The team published its results as “The social cognitive appraisal of trustworthiness in individuals with dimensional levels of post-traumatic stress symptoms: A translational study” in the European Journal of Psychotraumatology in November 2019. They found that people with high levels of symptoms deemed the untrustworthy faces more untrustworthy than the other participants did. Furthermore, both high and low levels of post-traumatic symptoms correlated with increased electrical activity in the brain compared to the healthy control subjects. “The increased electrical activity suggests that trauma-exposed individuals may exhibit heightened vigilance for socially threatening stimuli,” Dr. Fareri said.

This heightened vigilance involves both automatic and deliberate processes in the brain. “When we meet someone new, we engage in automatic estimations of their trustworthiness as a way to appraise whether that person might be threatening or safe to approach,” Dr. Fareri said. “Among other regions, this process involves the amygdala, the part of the brain that helps us rapidly evaluate social signals.”

Other brain regions—including parts of the brain’s reward circuit, such as the striatum—also play a role in the decision to trust. “The striatum generally helps us learn about the reward value of stimuli in the environment,” Dr. Fareri noted. “In this context, the striatum can clue us in to someone’s reputation for trustworthiness, based on trial and error in social interactions.” When someone we choose to trust reciprocates that trust and treats us well in return, engagement of the striatum increases.

This simplified picture of brain processes shows the biological mechanisms by which past experiences inform a person’s decision to trust. “When we meet a new person, we look for evidence that confirms expectations based on prior experience,” Dr. Fareri said. In other words, a bad social experience—or a trauma—can make it very difficult to trust new people. But the closer we are to a person, the more rewarding an experience of reciprocated trust can feel. Dr. Fareri believes his conclusions provide a useful baseline for other researchers studying social interaction and relationship maintenance challenges faced by people with PTSD, autism spectrum disorders and borderline personality disorder, among other conditions.

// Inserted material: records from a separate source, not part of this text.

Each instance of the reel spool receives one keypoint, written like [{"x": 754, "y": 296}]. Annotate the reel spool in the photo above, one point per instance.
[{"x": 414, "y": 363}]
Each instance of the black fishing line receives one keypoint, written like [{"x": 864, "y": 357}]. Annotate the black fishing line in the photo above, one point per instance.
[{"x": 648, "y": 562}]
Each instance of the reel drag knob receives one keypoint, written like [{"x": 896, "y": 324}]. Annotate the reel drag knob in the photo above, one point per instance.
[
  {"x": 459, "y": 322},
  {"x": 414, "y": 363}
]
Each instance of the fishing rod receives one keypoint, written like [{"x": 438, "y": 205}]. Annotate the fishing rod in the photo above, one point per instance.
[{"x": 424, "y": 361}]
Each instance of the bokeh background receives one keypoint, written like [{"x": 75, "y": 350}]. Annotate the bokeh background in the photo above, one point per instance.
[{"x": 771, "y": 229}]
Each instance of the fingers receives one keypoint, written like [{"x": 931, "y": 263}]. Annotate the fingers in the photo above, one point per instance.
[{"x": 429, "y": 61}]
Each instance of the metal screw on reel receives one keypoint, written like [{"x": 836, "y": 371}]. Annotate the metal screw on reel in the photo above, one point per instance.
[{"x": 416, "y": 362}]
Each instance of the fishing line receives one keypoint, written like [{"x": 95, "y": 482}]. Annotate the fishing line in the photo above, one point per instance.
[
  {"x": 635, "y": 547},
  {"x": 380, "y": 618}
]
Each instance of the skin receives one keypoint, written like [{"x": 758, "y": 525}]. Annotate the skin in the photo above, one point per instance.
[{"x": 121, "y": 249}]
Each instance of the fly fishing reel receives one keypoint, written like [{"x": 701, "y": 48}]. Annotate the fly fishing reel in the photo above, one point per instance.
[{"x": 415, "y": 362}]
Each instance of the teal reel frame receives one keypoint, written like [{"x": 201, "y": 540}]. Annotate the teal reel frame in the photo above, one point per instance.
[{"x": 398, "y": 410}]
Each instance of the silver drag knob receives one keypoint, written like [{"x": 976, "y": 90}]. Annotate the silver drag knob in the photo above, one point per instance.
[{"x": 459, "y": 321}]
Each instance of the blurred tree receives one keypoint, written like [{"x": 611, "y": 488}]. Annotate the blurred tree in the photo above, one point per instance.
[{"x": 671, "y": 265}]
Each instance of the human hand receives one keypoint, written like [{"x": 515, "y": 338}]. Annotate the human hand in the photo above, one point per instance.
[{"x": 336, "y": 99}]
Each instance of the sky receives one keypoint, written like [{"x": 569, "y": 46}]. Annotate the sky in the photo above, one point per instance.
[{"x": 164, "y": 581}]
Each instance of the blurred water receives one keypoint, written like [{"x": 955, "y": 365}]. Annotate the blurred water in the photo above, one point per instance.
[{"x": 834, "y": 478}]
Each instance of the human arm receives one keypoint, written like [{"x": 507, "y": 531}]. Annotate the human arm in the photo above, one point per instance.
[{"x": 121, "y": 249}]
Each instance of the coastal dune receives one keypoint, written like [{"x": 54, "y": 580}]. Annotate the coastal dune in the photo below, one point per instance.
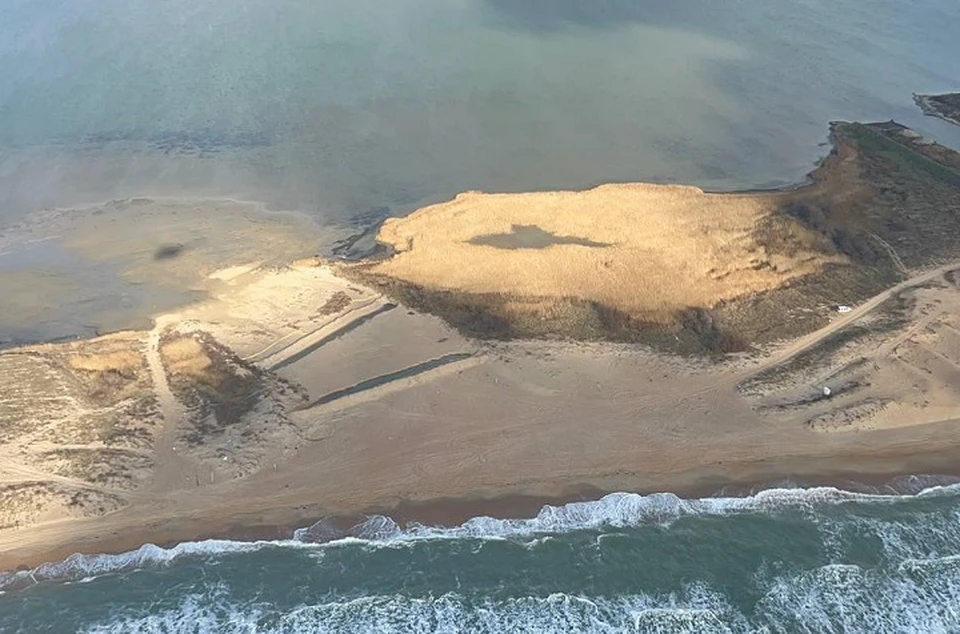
[{"x": 649, "y": 251}]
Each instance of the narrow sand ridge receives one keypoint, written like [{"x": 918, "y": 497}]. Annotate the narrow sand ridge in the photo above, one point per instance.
[{"x": 298, "y": 391}]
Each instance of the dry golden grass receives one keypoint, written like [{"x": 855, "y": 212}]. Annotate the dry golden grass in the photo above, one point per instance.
[
  {"x": 185, "y": 355},
  {"x": 120, "y": 361},
  {"x": 662, "y": 248}
]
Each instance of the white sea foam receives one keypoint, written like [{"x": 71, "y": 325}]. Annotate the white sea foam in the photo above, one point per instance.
[
  {"x": 833, "y": 598},
  {"x": 694, "y": 610},
  {"x": 618, "y": 510}
]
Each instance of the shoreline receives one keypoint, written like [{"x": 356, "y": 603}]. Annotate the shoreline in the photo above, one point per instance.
[
  {"x": 367, "y": 406},
  {"x": 450, "y": 512}
]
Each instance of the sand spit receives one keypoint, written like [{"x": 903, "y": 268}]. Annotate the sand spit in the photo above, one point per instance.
[
  {"x": 299, "y": 391},
  {"x": 675, "y": 267}
]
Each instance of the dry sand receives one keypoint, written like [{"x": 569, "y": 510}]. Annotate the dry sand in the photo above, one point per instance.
[
  {"x": 291, "y": 393},
  {"x": 649, "y": 251}
]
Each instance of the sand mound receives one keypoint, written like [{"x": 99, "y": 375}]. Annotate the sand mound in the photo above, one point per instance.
[{"x": 649, "y": 251}]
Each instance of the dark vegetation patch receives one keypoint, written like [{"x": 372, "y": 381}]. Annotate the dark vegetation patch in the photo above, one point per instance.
[
  {"x": 168, "y": 252},
  {"x": 111, "y": 468},
  {"x": 337, "y": 302},
  {"x": 530, "y": 237},
  {"x": 882, "y": 199},
  {"x": 224, "y": 392}
]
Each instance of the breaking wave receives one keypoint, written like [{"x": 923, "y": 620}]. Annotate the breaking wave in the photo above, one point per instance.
[{"x": 616, "y": 510}]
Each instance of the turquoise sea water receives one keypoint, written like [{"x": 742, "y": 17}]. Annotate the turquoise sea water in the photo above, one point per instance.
[
  {"x": 352, "y": 110},
  {"x": 783, "y": 560}
]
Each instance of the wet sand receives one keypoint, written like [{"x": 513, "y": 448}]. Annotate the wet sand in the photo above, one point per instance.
[{"x": 291, "y": 392}]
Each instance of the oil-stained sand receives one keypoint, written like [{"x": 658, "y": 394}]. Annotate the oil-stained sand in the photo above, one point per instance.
[{"x": 946, "y": 106}]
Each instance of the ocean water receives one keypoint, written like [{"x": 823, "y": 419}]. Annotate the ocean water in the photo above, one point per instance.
[
  {"x": 782, "y": 560},
  {"x": 352, "y": 110}
]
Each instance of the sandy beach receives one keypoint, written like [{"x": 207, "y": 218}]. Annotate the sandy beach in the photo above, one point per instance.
[{"x": 291, "y": 392}]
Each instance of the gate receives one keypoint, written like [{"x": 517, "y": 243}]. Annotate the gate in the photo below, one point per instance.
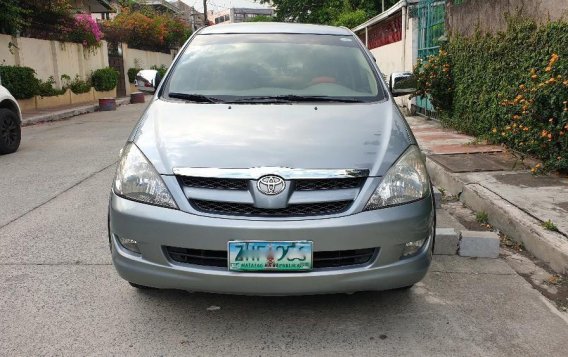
[
  {"x": 116, "y": 61},
  {"x": 431, "y": 16}
]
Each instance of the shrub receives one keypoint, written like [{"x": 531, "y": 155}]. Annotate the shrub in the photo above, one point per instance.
[
  {"x": 46, "y": 89},
  {"x": 86, "y": 31},
  {"x": 510, "y": 87},
  {"x": 147, "y": 30},
  {"x": 79, "y": 86},
  {"x": 434, "y": 79},
  {"x": 132, "y": 72},
  {"x": 20, "y": 81},
  {"x": 161, "y": 70},
  {"x": 538, "y": 116},
  {"x": 105, "y": 79}
]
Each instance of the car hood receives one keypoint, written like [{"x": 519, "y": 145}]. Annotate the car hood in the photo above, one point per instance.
[{"x": 306, "y": 136}]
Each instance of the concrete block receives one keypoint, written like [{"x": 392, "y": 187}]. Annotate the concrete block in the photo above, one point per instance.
[
  {"x": 479, "y": 244},
  {"x": 437, "y": 198},
  {"x": 447, "y": 240}
]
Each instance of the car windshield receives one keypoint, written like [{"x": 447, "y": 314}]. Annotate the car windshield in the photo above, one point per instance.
[{"x": 273, "y": 67}]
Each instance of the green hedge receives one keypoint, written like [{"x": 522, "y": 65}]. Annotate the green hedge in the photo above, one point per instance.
[
  {"x": 161, "y": 70},
  {"x": 132, "y": 72},
  {"x": 510, "y": 88},
  {"x": 20, "y": 81},
  {"x": 485, "y": 66},
  {"x": 105, "y": 79}
]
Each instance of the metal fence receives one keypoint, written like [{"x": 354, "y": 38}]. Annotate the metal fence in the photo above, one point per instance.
[{"x": 431, "y": 28}]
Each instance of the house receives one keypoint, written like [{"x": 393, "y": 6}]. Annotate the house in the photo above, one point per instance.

Dr. Fareri’s next research project follows a similar through line. Recently, he received a grant from the National Institute of Mental Health to investigate how social support informs value-based decision-making. He hopes to discover how people’s preferences for social interaction might change after experiencing acute negative social interactions, as well as how risk-taking behavior might vary across different social contexts. This avenue of study could provide crucial insight into the correlation between our social contexts and the thousands of decisions we make every day.


Saraiya, Tanya, Dominic Fareri, Teresa López-Castro, Denise Hien, Eric Fertuck, and Robert Melara. “The social cognitive appraisal of trustworthiness in individuals with dimensional levels of post-traumatic stress symptoms: A translational study.” European Journal of Psychotraumatology, vol. 10, iss. 1, 29 Nov. 2019.